Once it was verified that the snake in question was a copperhead, Joel took his son to a nearby hospital for medical attention. Fortunately, doctors had copperhead antivenom on hand to treat the injury—even though it came with a high price tag that Levy says eventually came out to roughly $60,000, he told WJZY.
In light of the event, Levy says he hopes his son's ordeal will serve as a reminder to other families to keep an eye out for potentially dangerous venomous snakes like copperheads. But he did point out that Benjamin has already admitted to not following some simple safety rules leading up to his close encounter.
"I continuously tell my children—and I have six—they need to close the garage door because, I say, snakes will want to go inside," Levy told WJZY. "And I say, 'Hey, if you're going to go outside you need to wear shoes.' And so my son is taking this in very good humor, has laughed, and said, 'I guess, dad, you were right.'"
Here's how to avoid getting bitten by a copperhead snake—and what you should do in an emergency.
While it's practically impossible to avoid all run-ins with snakes, there are still a few ways you can keep yourself safe or lessen your chances of getting bitten. According to experts, Levy's advice about wearing shoes and other protective clothing is sound.
"Copperheads are pit vipers with relatively short fangs," Gene Caballero, co-founder of lawn services company GreenPal, previously told Best Life. "Wearing robust clothing can prevent them from reaching your skin."
Of course, it also helps to stay alert when spending time in places where copperheads might be hiding.
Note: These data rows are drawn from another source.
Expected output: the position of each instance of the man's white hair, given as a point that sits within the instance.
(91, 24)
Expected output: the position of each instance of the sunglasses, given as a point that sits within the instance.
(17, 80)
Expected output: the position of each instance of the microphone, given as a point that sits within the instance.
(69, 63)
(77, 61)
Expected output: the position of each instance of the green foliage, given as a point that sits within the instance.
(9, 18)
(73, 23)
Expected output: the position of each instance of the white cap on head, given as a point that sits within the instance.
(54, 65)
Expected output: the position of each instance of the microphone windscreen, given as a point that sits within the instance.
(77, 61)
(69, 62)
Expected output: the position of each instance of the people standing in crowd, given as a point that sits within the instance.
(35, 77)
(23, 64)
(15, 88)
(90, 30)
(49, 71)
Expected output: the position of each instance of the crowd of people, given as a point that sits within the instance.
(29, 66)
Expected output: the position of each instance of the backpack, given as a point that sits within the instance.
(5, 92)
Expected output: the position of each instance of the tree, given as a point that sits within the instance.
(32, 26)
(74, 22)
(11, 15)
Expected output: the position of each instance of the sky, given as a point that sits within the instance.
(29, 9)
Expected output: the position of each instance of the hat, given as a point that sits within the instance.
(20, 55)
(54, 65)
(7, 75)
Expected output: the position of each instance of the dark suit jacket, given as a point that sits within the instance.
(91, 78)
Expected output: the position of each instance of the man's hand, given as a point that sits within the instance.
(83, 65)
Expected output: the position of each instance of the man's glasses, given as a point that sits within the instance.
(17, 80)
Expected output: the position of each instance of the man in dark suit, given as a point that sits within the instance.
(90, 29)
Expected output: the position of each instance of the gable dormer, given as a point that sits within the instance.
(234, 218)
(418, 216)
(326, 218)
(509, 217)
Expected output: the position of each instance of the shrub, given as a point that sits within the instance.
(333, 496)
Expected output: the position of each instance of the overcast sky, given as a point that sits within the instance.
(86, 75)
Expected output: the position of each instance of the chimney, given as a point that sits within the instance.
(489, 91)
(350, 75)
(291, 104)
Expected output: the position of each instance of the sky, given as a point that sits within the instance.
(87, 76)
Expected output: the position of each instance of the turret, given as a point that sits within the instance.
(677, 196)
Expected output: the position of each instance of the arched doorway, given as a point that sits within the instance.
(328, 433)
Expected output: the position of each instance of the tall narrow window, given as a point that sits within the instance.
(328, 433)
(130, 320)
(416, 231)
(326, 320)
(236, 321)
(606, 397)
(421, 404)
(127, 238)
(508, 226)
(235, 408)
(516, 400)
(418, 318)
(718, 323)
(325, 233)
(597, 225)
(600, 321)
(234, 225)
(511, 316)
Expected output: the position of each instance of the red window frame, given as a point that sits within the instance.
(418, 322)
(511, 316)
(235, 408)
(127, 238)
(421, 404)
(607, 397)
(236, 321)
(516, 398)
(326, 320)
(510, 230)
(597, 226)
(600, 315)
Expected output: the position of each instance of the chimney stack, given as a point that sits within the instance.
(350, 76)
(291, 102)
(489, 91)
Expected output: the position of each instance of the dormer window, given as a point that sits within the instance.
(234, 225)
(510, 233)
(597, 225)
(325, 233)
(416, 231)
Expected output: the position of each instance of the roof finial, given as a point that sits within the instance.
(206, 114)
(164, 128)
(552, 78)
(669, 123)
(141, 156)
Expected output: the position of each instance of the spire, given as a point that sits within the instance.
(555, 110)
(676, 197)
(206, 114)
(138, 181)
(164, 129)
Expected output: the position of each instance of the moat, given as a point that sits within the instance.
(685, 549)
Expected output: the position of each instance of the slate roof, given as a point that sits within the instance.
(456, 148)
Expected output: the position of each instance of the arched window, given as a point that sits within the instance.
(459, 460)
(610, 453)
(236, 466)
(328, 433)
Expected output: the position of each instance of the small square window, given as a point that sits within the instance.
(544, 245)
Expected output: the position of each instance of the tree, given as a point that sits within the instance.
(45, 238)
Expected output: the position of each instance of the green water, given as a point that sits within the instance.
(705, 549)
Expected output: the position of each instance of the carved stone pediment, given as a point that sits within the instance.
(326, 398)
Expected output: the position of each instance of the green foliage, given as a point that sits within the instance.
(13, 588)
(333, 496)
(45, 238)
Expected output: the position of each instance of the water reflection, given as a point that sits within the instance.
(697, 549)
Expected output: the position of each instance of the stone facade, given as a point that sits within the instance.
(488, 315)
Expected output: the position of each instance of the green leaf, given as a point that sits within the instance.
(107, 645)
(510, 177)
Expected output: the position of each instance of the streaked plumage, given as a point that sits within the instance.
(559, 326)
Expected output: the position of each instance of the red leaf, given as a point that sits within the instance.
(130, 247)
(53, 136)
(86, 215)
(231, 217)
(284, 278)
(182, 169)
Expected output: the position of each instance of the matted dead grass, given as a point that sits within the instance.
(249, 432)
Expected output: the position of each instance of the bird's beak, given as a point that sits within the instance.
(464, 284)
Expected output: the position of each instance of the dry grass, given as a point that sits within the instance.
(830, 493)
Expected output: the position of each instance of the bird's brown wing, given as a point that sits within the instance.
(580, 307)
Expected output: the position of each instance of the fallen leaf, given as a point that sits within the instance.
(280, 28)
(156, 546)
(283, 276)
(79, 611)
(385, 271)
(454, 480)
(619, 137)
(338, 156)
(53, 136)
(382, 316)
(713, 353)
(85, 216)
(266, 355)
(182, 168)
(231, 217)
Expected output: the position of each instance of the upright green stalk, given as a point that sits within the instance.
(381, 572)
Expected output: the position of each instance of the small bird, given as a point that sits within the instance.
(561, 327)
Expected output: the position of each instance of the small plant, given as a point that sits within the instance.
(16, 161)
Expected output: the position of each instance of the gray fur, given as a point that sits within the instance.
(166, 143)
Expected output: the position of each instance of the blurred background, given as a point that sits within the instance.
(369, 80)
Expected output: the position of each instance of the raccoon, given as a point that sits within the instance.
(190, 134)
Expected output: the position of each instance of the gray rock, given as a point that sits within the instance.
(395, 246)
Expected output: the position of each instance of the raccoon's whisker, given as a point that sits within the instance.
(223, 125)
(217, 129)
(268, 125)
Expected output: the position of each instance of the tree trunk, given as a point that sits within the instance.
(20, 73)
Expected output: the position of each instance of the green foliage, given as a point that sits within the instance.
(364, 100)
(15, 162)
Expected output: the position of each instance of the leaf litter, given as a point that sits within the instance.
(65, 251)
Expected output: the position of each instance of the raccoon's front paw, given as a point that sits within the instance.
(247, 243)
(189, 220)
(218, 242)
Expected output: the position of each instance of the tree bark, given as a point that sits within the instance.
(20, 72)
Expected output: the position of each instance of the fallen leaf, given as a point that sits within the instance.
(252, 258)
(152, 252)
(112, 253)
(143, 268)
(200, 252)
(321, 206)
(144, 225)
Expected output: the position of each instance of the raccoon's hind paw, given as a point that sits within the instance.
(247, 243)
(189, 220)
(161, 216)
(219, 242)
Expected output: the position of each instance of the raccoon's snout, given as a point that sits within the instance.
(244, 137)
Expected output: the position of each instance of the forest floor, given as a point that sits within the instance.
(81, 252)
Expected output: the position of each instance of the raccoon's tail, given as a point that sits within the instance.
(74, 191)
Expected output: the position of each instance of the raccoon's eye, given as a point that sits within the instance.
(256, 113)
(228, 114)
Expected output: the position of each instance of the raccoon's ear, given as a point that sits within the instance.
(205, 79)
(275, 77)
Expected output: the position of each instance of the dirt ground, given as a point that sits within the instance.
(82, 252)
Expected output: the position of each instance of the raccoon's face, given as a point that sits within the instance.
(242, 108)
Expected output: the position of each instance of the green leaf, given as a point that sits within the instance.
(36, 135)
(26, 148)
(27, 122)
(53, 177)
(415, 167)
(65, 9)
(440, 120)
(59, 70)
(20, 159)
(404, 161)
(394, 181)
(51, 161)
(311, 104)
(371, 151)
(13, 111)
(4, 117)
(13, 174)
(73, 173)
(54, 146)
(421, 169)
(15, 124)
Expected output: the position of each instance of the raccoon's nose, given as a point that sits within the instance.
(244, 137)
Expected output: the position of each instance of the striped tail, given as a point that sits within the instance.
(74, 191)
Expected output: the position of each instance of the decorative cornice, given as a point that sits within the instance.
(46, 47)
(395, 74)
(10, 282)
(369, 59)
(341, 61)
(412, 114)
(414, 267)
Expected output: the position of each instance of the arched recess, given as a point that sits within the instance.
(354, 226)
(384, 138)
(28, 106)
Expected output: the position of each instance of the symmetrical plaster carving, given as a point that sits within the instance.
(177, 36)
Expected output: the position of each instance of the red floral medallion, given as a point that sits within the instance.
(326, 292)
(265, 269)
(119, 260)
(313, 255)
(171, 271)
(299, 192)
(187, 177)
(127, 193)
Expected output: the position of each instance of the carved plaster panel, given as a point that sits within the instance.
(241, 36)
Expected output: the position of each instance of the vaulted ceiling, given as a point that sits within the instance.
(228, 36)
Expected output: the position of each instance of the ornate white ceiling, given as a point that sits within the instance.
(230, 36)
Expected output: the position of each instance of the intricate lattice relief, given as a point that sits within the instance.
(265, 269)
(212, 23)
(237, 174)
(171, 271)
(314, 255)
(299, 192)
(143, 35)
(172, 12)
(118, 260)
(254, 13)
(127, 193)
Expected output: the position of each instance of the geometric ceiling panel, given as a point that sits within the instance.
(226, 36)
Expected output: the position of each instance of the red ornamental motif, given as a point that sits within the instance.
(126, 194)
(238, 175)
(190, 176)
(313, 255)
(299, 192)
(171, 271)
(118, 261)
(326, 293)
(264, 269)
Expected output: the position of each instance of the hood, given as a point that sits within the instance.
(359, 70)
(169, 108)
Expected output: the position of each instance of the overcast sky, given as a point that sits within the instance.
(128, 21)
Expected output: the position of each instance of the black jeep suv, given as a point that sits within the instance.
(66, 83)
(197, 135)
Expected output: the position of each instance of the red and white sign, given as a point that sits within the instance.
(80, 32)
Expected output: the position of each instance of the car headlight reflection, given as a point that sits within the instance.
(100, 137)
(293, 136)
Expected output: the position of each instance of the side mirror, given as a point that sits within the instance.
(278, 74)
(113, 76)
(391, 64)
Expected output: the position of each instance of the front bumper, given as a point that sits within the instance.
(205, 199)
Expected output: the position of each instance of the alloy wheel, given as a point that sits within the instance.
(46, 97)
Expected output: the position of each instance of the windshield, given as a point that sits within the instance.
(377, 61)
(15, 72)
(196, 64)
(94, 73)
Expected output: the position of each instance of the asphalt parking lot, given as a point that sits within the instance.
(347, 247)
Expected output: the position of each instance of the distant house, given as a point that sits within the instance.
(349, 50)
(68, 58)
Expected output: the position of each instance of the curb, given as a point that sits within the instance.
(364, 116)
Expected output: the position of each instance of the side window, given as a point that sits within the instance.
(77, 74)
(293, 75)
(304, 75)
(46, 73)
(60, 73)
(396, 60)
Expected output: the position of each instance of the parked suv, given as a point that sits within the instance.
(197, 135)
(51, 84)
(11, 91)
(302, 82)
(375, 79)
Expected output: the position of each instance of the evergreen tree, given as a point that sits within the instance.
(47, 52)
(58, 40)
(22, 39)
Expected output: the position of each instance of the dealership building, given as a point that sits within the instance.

"Common sense things like not putting your body parts into places you can't see, not walking barefoot at night, not walking barefoot in thick vegetation, using a flashlight at night, not sticking your hands up underneath wood piles, watching what you are doing at all times, watching where you put your hands and feet will prevent the great majority of bites," Jeff Beane, herpetology collection manager at the North Carolina Museum of Natural Science in Raleigh, told The News & Observer.
If you do wind up bitten, it's still a good idea to try to get a photo of the reptile if you can safely do so, according to the Centers for Disease Control and Prevention (CDC). It's important to seek medical attention immediately, washing the bite area with soap and water and removing any rings or other jewelry that swelling could affect.
However, you should avoid taking any painkillers preemptively, and you shouldn't use a tourniquet, slash the wound, try to suck out the venom, or apply ice to the wound, the agency advises.